# Novice Obedience success



## Caddy (Nov 23, 2014)

Excellent, congratulations to both of you.


----------



## AngelAviary (Aug 12, 2014)

That's fantastic!!!! Way to go team! You will have his CD in no time!


----------



## Click-N-Treat (Nov 9, 2015)

Super! Congratulations.


----------



## Quossum (Mar 18, 2011)

Oooh, another congratulations! I know the heeling in Obedience is pretty rigorously judged. I'll admit that my first CD leg with my first spoo was a score of 171 1/2. (For those not familiar with Obedience, the top score is 200, and the dog has to get at least 170 for a leg.) I was mortified and went back to training for quite a while before entering again! So, a score of 188 sounds pretty impressive to me!
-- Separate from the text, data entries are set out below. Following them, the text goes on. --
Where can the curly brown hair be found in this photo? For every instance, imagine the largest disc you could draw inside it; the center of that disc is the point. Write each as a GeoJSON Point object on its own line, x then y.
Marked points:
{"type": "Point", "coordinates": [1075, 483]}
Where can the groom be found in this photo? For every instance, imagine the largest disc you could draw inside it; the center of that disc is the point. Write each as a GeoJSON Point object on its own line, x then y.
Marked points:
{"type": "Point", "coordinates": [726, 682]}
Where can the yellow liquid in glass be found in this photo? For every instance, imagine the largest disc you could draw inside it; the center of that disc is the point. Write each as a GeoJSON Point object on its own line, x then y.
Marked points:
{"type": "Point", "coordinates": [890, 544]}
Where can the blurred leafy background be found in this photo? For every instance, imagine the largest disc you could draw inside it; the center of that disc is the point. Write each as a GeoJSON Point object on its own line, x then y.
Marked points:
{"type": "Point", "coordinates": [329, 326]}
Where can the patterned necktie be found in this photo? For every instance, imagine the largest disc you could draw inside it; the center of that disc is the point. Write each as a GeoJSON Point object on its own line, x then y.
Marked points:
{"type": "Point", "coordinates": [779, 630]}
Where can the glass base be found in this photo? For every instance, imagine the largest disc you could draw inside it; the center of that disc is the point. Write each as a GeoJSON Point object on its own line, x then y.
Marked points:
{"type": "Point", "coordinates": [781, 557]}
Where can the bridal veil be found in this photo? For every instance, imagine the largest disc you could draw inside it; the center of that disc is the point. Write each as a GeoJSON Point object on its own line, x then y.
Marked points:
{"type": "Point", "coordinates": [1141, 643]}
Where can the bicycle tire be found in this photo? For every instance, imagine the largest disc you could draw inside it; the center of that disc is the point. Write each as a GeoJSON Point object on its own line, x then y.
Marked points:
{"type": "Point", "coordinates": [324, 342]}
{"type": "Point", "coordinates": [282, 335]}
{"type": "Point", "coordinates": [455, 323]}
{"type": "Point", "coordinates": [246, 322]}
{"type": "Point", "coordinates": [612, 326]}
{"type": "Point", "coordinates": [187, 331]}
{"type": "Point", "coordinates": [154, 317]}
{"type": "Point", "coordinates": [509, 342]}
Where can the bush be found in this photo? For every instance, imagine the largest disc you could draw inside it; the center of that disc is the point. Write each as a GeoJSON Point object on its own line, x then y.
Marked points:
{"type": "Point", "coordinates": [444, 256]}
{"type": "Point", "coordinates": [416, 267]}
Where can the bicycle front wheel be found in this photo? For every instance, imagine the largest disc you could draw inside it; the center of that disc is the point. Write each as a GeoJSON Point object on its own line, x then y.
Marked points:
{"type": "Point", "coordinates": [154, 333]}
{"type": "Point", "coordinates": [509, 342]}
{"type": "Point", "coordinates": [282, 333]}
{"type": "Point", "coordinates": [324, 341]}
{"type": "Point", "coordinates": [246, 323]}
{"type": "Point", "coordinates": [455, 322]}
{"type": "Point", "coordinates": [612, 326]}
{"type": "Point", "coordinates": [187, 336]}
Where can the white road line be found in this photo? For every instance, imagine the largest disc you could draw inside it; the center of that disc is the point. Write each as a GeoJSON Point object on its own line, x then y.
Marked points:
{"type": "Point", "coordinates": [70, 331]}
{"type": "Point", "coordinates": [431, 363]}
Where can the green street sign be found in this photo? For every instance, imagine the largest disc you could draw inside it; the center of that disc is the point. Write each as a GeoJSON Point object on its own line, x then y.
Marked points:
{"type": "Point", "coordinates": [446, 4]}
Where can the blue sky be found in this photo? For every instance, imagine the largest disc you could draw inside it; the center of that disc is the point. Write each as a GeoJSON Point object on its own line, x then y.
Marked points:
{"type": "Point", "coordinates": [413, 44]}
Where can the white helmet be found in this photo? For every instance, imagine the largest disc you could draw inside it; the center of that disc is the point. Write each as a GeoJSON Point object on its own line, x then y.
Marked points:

Great job, good luck for the next two legs!

--Q


----------



## patk (Jun 13, 2013)

congrats! clearly getting good returns for all the hard work.


----------



## poolann (Jan 31, 2013)

Quossum said:


> Oooh, another congratulations! I know the heeling in Obedience is pretty rigorously judged. I'll admit that my first CD leg with my first spoo was a score of 171 1/2. (For those not familiar with Obedience, the top score is 200, and the dog has to get at least 170 for a leg.) I was mortified and went back to training for quite a while before entering again! So, a score of 188 sounds pretty impressive to me!
> 
> Great job, good luck for the next two legs!
> 
> --Q


Truth be told I was amazed at how well he was doing until the fast portion of the heel free where he lost it. His true colors came out lol

The judge even said that when I made the right turn before he called fast he could tell it was about to get interesting


----------



## Charmed (Aug 4, 2014)

Congratulations to you and Racer! What's a little forging among friends, ha-ha? At least he is enthusiastic about working with you.


----------



## lily cd re (Jul 23, 2012)

A 188 is a great score for a first leg. Even matches don't have quite the feel of a trial and it is easy to have a fast moving dog like a spoo get overcharged. My first leg for Lily's CD was a 177. Her heel free also was terrible, but actually what killed us was that she lagged horribly. We took a few months to practice heel free and got a 195 for our second leg. You and Racer should finish with great scores and even better a great connection in that heel free.

Congratulations!


----------